WHS Cracks Down on Perceived Tardiness Epidemic
With the new tardy policy at WHS, certain students are feeling a lot of pressure to hurry to class each morning.
The newly updated WHS student handbook states, “If a student is more than 5 minutes late to class, they are considered skipping class and will be assigned an appropriate consequence.” The appropriate consequence includes the possibilities of Saturday school, after-school detention and further penalizations if the behavior continues.
Associate Principal Andrew Bratcher says the updated policy stems from a disregard for showing up to class.
“We had certain groups of students intentionally cutting class on a regular basis,” Bratcher said.
Zach Dreher (11) believes this new policy could have unintended consequences for people not deliberately skipping classes.
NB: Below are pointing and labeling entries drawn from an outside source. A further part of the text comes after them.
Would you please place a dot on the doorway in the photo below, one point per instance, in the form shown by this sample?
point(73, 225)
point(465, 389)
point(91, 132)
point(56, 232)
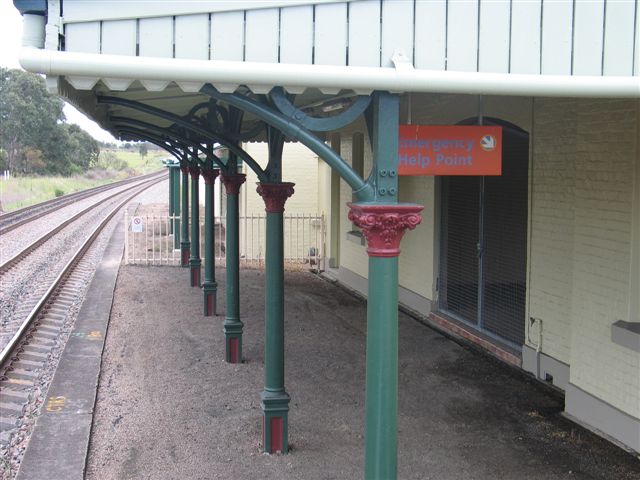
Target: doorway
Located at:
point(483, 253)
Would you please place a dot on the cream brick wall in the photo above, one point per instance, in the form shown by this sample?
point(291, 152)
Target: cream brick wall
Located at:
point(552, 224)
point(606, 157)
point(585, 153)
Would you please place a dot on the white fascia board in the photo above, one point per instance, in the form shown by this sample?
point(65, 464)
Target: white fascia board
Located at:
point(89, 11)
point(360, 79)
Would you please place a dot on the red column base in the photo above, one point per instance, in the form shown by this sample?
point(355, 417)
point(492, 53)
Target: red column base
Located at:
point(276, 434)
point(234, 350)
point(210, 304)
point(184, 260)
point(195, 276)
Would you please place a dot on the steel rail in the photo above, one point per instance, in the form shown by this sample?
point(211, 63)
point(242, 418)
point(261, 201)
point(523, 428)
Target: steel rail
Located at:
point(57, 203)
point(4, 267)
point(5, 355)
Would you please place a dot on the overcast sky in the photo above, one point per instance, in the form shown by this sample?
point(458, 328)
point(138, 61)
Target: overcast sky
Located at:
point(10, 42)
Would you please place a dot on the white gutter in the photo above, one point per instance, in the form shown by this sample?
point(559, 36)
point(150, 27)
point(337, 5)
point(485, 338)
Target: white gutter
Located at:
point(403, 78)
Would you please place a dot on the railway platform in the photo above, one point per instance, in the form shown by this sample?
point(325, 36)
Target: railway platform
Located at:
point(168, 406)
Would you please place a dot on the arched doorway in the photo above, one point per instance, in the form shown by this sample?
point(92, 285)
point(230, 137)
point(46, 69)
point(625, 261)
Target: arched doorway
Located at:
point(483, 248)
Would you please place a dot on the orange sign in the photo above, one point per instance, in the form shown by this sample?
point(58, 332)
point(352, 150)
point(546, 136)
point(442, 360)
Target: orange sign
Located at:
point(449, 150)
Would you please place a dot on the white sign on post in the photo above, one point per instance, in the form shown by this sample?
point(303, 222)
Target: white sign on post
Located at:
point(137, 225)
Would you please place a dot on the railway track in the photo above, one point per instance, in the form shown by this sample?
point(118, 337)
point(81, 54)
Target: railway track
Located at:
point(32, 247)
point(26, 359)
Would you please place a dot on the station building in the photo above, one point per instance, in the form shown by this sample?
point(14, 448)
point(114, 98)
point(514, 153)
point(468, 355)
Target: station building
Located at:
point(539, 265)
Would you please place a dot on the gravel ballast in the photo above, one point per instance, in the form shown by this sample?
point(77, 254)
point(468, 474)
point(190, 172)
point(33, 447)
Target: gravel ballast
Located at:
point(169, 407)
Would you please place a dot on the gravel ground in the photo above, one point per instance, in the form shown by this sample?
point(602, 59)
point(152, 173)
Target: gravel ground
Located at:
point(169, 407)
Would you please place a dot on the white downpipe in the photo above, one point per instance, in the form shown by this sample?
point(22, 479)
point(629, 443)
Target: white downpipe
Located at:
point(359, 79)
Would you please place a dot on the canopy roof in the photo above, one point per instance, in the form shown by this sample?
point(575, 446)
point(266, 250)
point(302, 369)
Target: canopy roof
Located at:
point(162, 53)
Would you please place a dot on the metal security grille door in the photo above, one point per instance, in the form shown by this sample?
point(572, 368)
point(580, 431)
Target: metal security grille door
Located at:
point(484, 244)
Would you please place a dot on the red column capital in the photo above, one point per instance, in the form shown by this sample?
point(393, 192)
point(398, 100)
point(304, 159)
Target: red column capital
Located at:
point(233, 182)
point(210, 175)
point(275, 195)
point(384, 225)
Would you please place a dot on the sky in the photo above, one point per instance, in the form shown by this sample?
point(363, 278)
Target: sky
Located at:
point(10, 44)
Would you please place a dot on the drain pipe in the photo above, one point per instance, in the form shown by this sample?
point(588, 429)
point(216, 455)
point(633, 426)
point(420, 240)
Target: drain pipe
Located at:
point(533, 320)
point(403, 78)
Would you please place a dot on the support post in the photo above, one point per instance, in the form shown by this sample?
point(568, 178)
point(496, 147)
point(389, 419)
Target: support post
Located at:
point(383, 223)
point(175, 213)
point(194, 259)
point(172, 181)
point(383, 226)
point(185, 245)
point(209, 286)
point(233, 326)
point(275, 400)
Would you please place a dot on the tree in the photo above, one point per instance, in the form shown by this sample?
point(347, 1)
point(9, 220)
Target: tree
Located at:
point(33, 136)
point(27, 114)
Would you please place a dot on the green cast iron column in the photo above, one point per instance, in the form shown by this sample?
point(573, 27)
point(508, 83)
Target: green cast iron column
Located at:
point(209, 286)
point(383, 223)
point(172, 181)
point(275, 400)
point(185, 245)
point(383, 226)
point(233, 326)
point(175, 195)
point(194, 259)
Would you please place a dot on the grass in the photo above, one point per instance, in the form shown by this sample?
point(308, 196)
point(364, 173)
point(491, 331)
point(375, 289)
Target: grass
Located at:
point(19, 192)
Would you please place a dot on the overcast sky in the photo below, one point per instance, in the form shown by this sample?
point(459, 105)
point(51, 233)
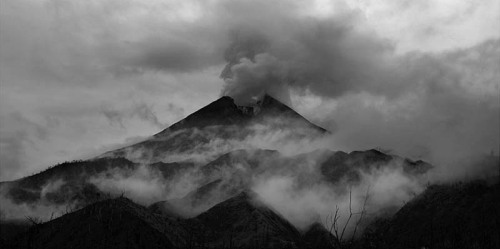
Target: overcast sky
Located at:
point(80, 77)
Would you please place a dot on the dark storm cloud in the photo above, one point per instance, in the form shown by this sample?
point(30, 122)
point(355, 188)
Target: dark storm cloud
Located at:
point(81, 56)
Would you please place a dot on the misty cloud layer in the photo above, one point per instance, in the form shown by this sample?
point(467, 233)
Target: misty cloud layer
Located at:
point(110, 70)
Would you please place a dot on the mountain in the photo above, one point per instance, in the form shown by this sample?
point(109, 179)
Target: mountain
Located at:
point(457, 215)
point(241, 221)
point(116, 223)
point(194, 177)
point(221, 119)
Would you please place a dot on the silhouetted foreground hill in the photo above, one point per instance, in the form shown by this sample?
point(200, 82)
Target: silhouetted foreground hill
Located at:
point(460, 215)
point(239, 222)
point(464, 215)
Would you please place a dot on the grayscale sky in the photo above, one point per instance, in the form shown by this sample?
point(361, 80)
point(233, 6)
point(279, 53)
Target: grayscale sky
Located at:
point(78, 78)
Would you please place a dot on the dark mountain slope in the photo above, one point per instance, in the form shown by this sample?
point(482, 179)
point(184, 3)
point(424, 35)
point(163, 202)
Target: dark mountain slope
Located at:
point(243, 222)
point(341, 165)
point(222, 119)
point(318, 237)
point(462, 215)
point(69, 182)
point(116, 223)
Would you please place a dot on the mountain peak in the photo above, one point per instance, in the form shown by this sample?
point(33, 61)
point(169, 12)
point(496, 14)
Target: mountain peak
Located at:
point(224, 111)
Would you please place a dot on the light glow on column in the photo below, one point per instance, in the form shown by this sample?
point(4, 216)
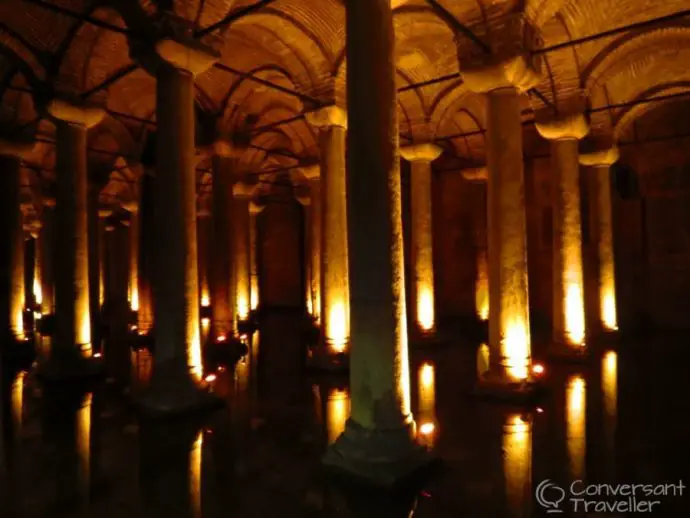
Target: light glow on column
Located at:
point(426, 421)
point(337, 328)
point(481, 288)
point(515, 348)
point(337, 412)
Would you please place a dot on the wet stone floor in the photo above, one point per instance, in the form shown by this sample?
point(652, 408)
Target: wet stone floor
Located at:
point(623, 419)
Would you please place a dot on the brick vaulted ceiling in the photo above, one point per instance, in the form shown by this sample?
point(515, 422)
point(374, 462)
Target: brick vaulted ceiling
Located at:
point(283, 57)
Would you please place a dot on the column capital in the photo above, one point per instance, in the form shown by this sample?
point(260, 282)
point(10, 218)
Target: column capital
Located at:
point(603, 157)
point(422, 152)
point(510, 64)
point(327, 116)
point(476, 174)
point(16, 148)
point(243, 190)
point(75, 113)
point(573, 126)
point(255, 208)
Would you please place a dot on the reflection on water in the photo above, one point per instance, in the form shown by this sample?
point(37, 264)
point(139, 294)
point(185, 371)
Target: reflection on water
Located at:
point(517, 464)
point(337, 412)
point(575, 405)
point(426, 416)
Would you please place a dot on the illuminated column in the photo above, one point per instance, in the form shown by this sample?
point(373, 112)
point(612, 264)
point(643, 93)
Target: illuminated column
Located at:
point(242, 193)
point(335, 291)
point(254, 211)
point(221, 201)
point(502, 80)
point(12, 220)
point(313, 175)
point(568, 281)
point(178, 368)
point(73, 333)
point(423, 307)
point(378, 443)
point(601, 162)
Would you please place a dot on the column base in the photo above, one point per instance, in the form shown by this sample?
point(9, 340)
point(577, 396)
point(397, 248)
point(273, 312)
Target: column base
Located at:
point(71, 367)
point(495, 387)
point(565, 353)
point(383, 458)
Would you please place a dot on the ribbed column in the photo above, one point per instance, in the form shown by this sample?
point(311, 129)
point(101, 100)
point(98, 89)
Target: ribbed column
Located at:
point(313, 175)
point(378, 442)
point(178, 368)
point(421, 237)
point(335, 290)
point(254, 211)
point(568, 320)
point(221, 201)
point(242, 194)
point(502, 78)
point(73, 336)
point(600, 162)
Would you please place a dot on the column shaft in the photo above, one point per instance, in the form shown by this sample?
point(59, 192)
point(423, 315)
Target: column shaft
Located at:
point(72, 307)
point(509, 333)
point(422, 249)
point(604, 234)
point(220, 256)
point(334, 265)
point(176, 283)
point(568, 293)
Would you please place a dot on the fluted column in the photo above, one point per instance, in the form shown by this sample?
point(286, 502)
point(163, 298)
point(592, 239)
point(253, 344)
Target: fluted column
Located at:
point(378, 442)
point(568, 320)
point(73, 337)
point(221, 201)
point(313, 176)
point(600, 162)
point(423, 308)
point(503, 78)
point(335, 288)
point(13, 237)
point(254, 211)
point(178, 368)
point(242, 194)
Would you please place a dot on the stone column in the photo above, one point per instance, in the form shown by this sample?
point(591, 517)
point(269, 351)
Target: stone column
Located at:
point(242, 193)
point(73, 334)
point(600, 162)
point(568, 320)
point(176, 381)
point(13, 299)
point(422, 257)
point(313, 176)
point(254, 211)
point(221, 202)
point(378, 443)
point(502, 78)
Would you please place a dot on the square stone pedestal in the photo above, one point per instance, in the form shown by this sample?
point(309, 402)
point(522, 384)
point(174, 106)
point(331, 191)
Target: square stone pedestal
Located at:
point(380, 458)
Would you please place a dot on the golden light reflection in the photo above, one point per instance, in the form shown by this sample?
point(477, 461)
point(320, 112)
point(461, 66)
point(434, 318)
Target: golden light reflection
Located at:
point(426, 417)
point(337, 412)
point(516, 349)
point(195, 458)
point(517, 462)
point(337, 328)
point(425, 308)
point(575, 314)
point(18, 400)
point(575, 425)
point(481, 295)
point(483, 355)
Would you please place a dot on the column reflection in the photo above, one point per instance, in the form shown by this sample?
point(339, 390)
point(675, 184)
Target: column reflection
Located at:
point(427, 426)
point(575, 404)
point(517, 464)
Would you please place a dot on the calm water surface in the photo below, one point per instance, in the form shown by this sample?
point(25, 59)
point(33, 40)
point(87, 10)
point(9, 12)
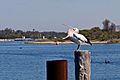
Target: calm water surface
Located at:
point(28, 61)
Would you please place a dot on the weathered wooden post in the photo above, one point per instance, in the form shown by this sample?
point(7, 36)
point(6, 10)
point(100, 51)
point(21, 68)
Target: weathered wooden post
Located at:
point(57, 70)
point(82, 65)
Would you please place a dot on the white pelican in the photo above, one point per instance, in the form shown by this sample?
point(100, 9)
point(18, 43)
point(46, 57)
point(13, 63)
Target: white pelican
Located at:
point(74, 36)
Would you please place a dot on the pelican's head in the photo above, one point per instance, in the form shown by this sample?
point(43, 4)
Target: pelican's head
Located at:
point(76, 30)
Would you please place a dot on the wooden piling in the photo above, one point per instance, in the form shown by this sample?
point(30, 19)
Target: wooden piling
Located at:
point(57, 70)
point(82, 65)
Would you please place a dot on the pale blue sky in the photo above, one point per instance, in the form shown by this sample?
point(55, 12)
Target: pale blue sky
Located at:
point(49, 15)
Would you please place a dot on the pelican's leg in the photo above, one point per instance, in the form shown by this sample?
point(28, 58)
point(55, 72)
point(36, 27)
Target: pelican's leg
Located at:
point(78, 46)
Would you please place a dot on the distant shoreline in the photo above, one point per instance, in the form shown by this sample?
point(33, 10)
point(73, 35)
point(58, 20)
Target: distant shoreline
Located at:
point(61, 42)
point(66, 42)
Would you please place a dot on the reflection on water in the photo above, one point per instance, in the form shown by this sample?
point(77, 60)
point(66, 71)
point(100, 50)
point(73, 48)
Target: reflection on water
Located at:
point(28, 61)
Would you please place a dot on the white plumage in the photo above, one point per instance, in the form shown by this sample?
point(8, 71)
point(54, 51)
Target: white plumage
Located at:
point(74, 36)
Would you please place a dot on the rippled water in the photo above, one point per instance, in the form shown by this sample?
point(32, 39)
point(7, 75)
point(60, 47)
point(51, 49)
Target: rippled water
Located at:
point(28, 61)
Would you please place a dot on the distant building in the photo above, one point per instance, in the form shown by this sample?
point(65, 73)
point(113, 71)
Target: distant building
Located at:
point(118, 28)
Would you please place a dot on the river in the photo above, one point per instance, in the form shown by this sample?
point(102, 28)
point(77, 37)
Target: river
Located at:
point(28, 61)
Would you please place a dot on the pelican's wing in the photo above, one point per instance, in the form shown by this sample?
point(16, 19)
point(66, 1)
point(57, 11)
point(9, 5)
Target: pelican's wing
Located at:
point(65, 38)
point(80, 37)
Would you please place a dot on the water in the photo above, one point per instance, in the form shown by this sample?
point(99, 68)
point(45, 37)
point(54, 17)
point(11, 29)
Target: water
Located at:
point(28, 61)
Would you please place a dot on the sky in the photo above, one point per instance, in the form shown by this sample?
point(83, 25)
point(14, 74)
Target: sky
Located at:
point(49, 15)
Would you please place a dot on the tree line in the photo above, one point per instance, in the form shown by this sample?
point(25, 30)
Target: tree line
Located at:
point(94, 33)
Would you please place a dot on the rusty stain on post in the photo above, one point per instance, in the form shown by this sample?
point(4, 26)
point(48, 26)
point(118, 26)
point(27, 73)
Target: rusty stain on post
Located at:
point(57, 70)
point(82, 65)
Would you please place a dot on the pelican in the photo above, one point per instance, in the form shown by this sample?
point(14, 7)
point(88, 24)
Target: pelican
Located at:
point(74, 36)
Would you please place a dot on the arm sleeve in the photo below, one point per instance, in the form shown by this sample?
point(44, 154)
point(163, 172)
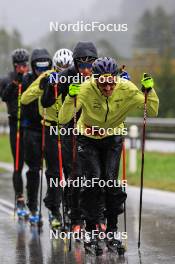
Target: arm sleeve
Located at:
point(152, 102)
point(66, 112)
point(48, 98)
point(32, 93)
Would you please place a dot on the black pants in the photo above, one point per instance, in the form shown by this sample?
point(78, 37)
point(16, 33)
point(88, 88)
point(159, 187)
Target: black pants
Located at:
point(17, 175)
point(101, 159)
point(71, 171)
point(32, 155)
point(53, 196)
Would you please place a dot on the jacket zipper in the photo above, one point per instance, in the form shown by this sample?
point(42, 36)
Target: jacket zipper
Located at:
point(107, 110)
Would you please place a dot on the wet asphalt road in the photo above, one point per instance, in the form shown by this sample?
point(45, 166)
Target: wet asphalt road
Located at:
point(21, 244)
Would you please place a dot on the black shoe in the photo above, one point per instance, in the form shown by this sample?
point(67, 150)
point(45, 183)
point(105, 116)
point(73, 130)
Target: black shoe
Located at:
point(91, 245)
point(115, 245)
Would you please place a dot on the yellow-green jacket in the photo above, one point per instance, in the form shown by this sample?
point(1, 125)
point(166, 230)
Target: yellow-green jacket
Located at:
point(106, 112)
point(33, 92)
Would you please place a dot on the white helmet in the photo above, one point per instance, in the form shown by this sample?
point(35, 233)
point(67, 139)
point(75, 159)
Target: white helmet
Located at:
point(62, 59)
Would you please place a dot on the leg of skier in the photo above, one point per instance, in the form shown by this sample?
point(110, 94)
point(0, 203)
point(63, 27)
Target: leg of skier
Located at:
point(53, 197)
point(32, 145)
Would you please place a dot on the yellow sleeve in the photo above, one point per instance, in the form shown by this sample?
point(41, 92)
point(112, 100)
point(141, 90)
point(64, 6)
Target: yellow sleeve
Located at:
point(67, 110)
point(152, 103)
point(33, 91)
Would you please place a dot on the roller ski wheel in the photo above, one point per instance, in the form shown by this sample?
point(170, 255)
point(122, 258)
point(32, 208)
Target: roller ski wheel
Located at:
point(22, 214)
point(92, 246)
point(35, 220)
point(21, 210)
point(77, 229)
point(115, 246)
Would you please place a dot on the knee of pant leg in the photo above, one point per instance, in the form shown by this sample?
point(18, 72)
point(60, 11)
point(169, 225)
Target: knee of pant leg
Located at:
point(115, 197)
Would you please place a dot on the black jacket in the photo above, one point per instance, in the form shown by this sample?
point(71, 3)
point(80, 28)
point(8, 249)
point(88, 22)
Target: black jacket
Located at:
point(9, 94)
point(30, 112)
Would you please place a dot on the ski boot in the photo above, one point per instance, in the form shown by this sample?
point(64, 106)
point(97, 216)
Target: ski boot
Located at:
point(115, 246)
point(91, 245)
point(35, 220)
point(55, 221)
point(22, 212)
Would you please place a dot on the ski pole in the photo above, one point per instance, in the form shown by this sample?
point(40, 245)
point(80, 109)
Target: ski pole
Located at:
point(42, 167)
point(142, 163)
point(18, 135)
point(124, 178)
point(59, 149)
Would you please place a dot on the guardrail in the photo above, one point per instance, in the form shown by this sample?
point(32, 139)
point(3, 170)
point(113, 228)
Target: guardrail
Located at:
point(157, 128)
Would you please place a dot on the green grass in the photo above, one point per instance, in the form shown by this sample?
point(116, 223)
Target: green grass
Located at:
point(159, 172)
point(5, 152)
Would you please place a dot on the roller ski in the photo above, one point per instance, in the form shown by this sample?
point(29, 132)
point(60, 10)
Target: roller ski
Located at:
point(92, 246)
point(55, 221)
point(77, 229)
point(21, 210)
point(115, 246)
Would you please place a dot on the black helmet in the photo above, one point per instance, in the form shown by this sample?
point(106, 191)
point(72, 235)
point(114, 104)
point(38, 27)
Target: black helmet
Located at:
point(104, 65)
point(20, 56)
point(41, 60)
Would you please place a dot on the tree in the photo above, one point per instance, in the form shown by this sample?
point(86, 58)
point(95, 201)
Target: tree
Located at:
point(8, 42)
“I think that the administration needs to rethink how they deal with people skipping because this policy could end up punishing the people who are good students and who are not trying to skip class. Being late happens every once in a while,” he said.
Additionally, Dreher believes the administration’s concept of skipping class is flawed, saying, “I think that skipping is missing the whole class, not just the first five minutes.”
Principal Tyler Keener emphasizes this addition to policy is not to be unforgiving, but is simply to make the punishment stiffer for cutting class, so students will be discouraged from purposely skipping. “I think the students who want to be in class won’t be greatly affected by this, if at all. This is a way of ensuring kids aren’t just wandering the halls when they’re supposed to be in class,” Keener said.
Whether or not the new policy change is effective, it prompts the question of how to separate the students who are purposely skipping from those who are unintentionally late for class.